Le développement des plateformes offre l’opportunité de mettre en place la protection du savoir-vivre, c’est-à-dire les valeurs traditionnelles liées à l’exploitation de la terre. Elles sont accompagnées d’un savoir-faire qui peut être enregistré sous forme de data protégeables. Une plateforme est un intermédiaire entre les acteurs du marché (fabricant de machine-outil, exploitant, consommateur, etc.) qui produisent des données. Mais qui possède ces données ? Qui est fondé à les utiliser ? Celui qui rend possible leur collecte, celui qui les émet ?


Légalement, une plateforme opère en tant que courtier dans une relation commerciale, rappelle Gérard Haas. Le 25 mai 2012, la cour d’appel de Paris a rendu une décision qui reconnaît le statut de courtier à une plateforme, considérant trois critères : sa mise en relation de plusieurs personnes désireuses de conclure une convention ; son action dans l’intérêt des parties qui restent libres de leurs engagements selon des modalités définies par elles-mêmes ; son contrat de type entreprise et non de type mandat. Point essentiel, en termes de responsabilité, s’agit-il d’un hébergeur ou bien d’un éditeur ? L’hébergeur, passif, n’intervient pas sur les contenus. Sa responsabilité est limitée. Elle n’est engagée que s’il ne réagit pas instamment à une notification faisant suite à un contenu qu’il accueille, considéré comme illicite. A contrario, à partir du moment où une plateforme s’occupe des contenus, avec par exemple un service de modération, elle ne peut plus se prétendre passive. Elle accède au statut d’éditeur.


La loi sur l’économie numérique fixe le cadre réglementaire de la plateforme. Elle doit délivrer une information claire, loyale, transparente, satisfaire à des obligations fiscales et respecter une gouvernance des données. En outre, il lui faut une structure contractuelle (conditions générales de vente, d’utilisation, politique de confidentialité…)


 


Agritech et IA


Les algorithmes travaillent par exemple sur la reconnaissance d’images capturées par des satellites ou encore construisent des systèmes autoapprenants pour améliorer l’activité agricole.
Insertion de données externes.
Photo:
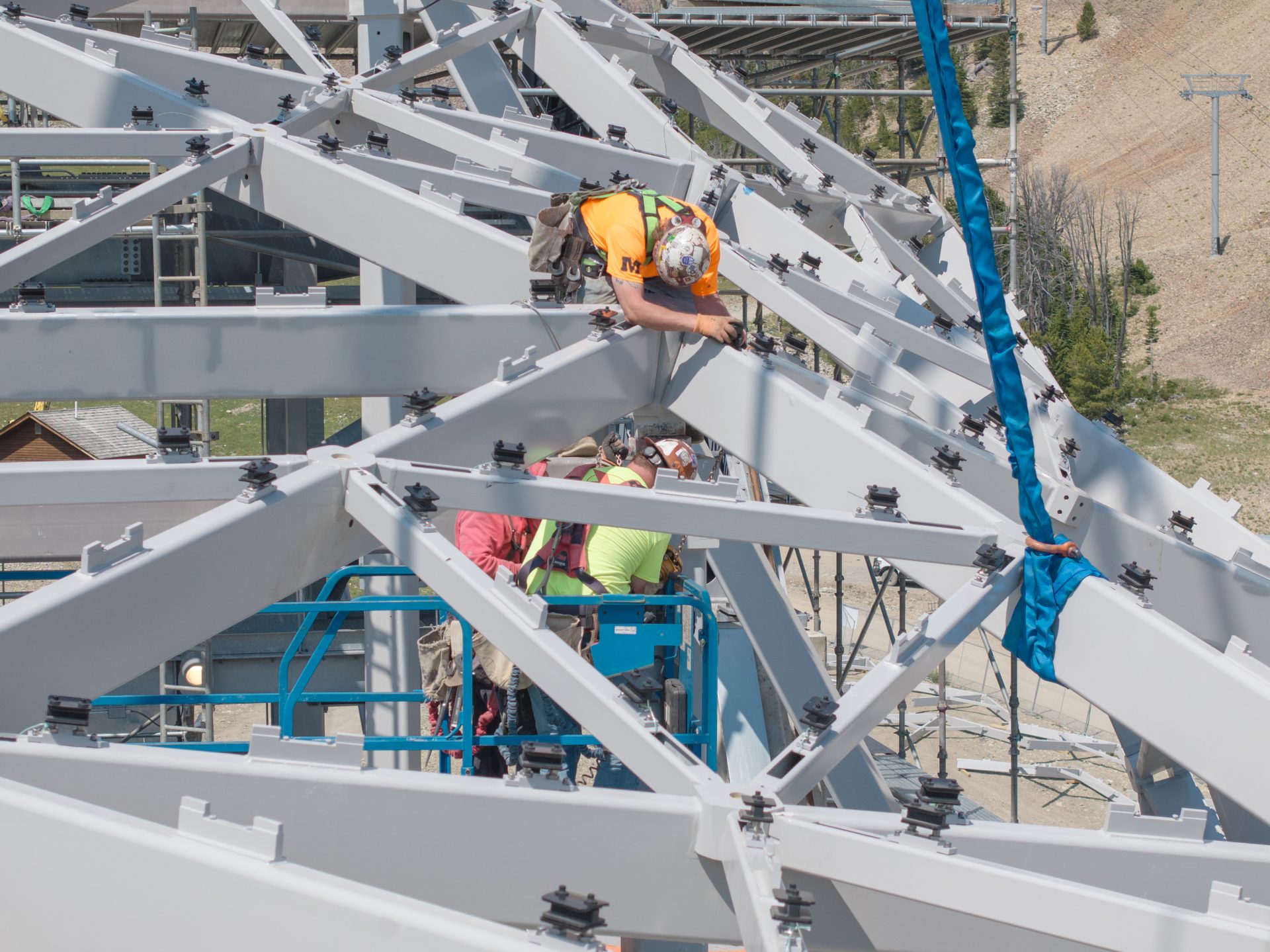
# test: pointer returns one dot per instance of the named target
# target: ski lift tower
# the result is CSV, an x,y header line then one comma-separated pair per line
x,y
1216,85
Biocide, traçabilité des produits, insecticide, les grandes compagnies investissent dans les start-up de ce marché. Quelques années ont passé depuis la mode de la délégation à un tiers des services numériques d’une ferme ; formule qui rendait difficile la valorisation d’un fonds de commerce et la détermination de son propriétaire. La transition informatique s’est déployée des années 1950 aux années 1990. Elle a préparé le terrain de la transformation numérique. Puis sont arrivés le traitement des données en masse et, en dernier lieu, l’intelligence artificielle.


Là encore se pose la question de la propriété. L’algorithme constitue une suite logique, de l’ordre des idées, qui ne se protège pas. De même, la formule mathématique ne connaît ni brevet, ni protection. Le code source peut bénéficier d’une protection, mais pas le code objet. Les jeux de data peuvent se protéger, c’est notamment le cas en matière de machine learning. Cependant, en définitive, à qui reviennent les résultats d’exploitation de la data ?
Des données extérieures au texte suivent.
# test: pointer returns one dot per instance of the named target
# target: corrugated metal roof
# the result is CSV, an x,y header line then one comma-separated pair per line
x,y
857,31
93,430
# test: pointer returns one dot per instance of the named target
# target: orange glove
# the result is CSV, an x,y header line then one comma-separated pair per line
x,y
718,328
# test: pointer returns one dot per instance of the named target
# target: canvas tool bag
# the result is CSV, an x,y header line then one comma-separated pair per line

Aux États-Unis d’abord et maintenant en Europe, l’achat d’un tracteur ne signifie pas automatiquement posséder son système électronique, qui reste supervisé par son vendeur, note Jean-Paul Crenn. La machine est connectée d’office sans que son utilisateur puisse directement accéder aux informations qu’elle relève. Elle dépend du fabricant et de la maintenance commercialisée par ce dernier. En réaction, les agriculteurs qui refusent cet asservissement par défaut ont créé un mouvement rebelle à la collecte imposée de leurs données et de leur savoir-faire. Ils libèrent les équipements de cette mainmise.
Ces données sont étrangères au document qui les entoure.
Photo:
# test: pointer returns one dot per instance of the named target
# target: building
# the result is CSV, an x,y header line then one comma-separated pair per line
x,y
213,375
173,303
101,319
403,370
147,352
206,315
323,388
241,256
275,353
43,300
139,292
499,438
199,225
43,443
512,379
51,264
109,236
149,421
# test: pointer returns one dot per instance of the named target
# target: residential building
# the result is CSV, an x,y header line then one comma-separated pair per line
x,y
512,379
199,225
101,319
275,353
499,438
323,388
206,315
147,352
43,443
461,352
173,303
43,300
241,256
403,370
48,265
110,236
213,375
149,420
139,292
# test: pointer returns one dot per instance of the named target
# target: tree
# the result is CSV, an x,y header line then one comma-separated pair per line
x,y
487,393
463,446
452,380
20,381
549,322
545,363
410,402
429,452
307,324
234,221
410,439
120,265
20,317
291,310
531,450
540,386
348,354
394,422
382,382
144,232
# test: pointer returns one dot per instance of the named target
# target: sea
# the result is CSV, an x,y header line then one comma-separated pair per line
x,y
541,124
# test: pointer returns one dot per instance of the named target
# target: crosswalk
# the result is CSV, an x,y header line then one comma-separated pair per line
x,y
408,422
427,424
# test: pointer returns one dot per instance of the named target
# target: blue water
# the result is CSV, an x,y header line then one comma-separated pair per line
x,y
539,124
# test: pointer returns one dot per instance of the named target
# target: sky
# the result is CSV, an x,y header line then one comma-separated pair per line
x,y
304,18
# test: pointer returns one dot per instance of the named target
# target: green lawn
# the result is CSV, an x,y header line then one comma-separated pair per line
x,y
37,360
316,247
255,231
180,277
Les données agricoles sont soit personnelles, c’est-à-dire relatives à un algorithme, un savoir-faire, à l’environnement, à un exploitant, ou bien elles sont publiques (open data). Deux voies s’ouvrent à la protection du savoir-faire, celle du secret des affaires (pour les informations à valeur commerciale) en se référant à l’article L. 151-1 du Code de commerce, et celle du secret de fabrication (articles 621-1 du Code de la propriété intellectuelle et 1227-1 du Code du travail). Sont concernés les méthodes de travail, les procédés de fabrication, les techniques de production, les développements informatiques, les bases de données, etc. La protection permet de prévenir les atteintes, de les faire cesser et de demander réparation le cas échéant. Pour les bases de données en particulier, le droit d’auteur s’applique s’il s’agit d’une création originale. Sinon, on se tourne vers une protection sui generis contractualisée, dans la mesure où il existe une structure composée de moyens financiers, humains et matériels. La base identifie les auteurs et les titulaires des droits.


 


La chaine de valeur


Du point de vue de l’agriculteur, son processus d’achat montre des spécificités liées au financement, au système coopératif à la fois client et fournisseur. Cette chaîne peut être désarticulée par les high tech qui, dès lors, apparaissent tant comme une opportunité que comme une menace. Le modèle économique de l’exploitant dépend de l’équilibre entre trois points : la valeur créée pour lui-même par son activité, ce que lui coûte cette valeur ainsi que les autres valeurs qu’elle détruit. Quel que soit le secteur d’activité, la chaîne de valeur « évaluer-choisir-financer-acheter-vendre-consommer » se retrouve. Ses maillons traditionnellement connexes sont dissociables. En général, les coûts annexes (service, conseil, essai) sont invisibles, inclus dans celui du produit. En les séparant du prix de transaction du produit, le paradigme change toutes les étapes, qui finissent monétisées. Un maillon faible risque d’être concurrencé par un acteur spécialisé qui, par exemple, proposerait uniquement des pièces détachées à moindre coût. Du fait du digital, ces concurrents hyper concentrés sur une étape brisent les liens entre des activités auparavant soudées. Ils se focalisent sur des produits ou des services spécifiques. Les modèles économiques antérieurs y perdent potentiellement leur équilibre. Conserver l’intégralité d’une chaîne de valeur auprès de son portefeuille de clients devient plus ardu.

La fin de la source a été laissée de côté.